Aphasia is a communication disorder that is fairly common to some Lyme people. (Not all!)
It usually isn't as cut and dried as the definitions of indicate. For instance, I can write fairly fluently and get the right word(s) out through my finger tips---- but in everyday life, talking to someone, I use the word "thingy" a lot. (grin)
In my case it's nouns that suffer the most so 'thingy' is often appropriate but wouldn't be if I couldn't remember the name of a person. Giggle.
1. Anomic aphasia. With anomic aphasia, the person has word-finding difficulties. This is called anomia. Because of the difficulties, the person struggles to find the right words for speaking and writing.

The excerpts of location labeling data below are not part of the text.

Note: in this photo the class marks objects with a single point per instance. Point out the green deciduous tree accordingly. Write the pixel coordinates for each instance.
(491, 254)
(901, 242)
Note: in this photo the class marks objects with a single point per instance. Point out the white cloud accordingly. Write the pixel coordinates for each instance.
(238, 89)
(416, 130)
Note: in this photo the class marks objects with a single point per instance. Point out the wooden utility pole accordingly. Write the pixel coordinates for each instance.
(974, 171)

"Distinct Pattern of Cognitive Impairment Noted in Study of Lyme Patients" by Marian Rissenberg, PhD and found on a web site with the name Anapsid in it. (Yep!)
Wiki also has a very good page on anomic aphasia.

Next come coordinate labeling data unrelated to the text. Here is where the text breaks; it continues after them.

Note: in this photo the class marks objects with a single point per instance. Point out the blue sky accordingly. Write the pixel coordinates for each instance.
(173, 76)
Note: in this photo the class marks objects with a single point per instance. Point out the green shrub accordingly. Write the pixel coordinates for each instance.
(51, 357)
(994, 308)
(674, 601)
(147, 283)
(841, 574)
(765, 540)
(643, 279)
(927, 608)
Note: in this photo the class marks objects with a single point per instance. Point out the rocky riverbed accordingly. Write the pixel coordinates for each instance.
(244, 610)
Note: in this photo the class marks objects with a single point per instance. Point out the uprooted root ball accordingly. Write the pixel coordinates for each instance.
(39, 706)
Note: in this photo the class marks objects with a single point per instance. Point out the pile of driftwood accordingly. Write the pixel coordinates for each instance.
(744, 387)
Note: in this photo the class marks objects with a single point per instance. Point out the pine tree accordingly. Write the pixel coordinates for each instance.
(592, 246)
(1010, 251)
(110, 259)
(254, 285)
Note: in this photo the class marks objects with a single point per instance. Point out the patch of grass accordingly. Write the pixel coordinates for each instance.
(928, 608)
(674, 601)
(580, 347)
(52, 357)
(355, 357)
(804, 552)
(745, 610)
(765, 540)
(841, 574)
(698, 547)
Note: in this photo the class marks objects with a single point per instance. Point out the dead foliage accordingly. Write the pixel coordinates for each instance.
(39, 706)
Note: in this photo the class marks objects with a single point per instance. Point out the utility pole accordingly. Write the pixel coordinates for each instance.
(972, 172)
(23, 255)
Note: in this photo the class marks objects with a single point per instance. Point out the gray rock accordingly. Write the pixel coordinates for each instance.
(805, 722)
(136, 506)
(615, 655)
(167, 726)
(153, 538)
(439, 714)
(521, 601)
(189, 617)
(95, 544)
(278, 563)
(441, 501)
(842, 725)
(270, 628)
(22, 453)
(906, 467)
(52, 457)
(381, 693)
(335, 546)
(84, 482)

The following type of aphasia is possible but I haven't known many PWLs (People With Lyme) with this more severe type but I'm sure there must be some.
2. Expressive aphasia (non-fluent): With expressive aphasia, the person knows what he or she wants to say yet has difficulty communicating it to others. It doesn't matter whether the person is trying to say or write what he or she is trying to communicate.
Turette syndrome may sometime present if the PWL has lesions in the 'right' portions of the brain. I've only known one person with Turette syndrome and don't know if he had Lyme or not.
I said earlier that I could type fluently---- and I can, but the last few years have brought this on for me: I will intend to type the word 'thinker' and will type in 'thinking'. Vice versa and global. Because spell check won't catch them and I don't always----- that explains the weird wording in some of my posts.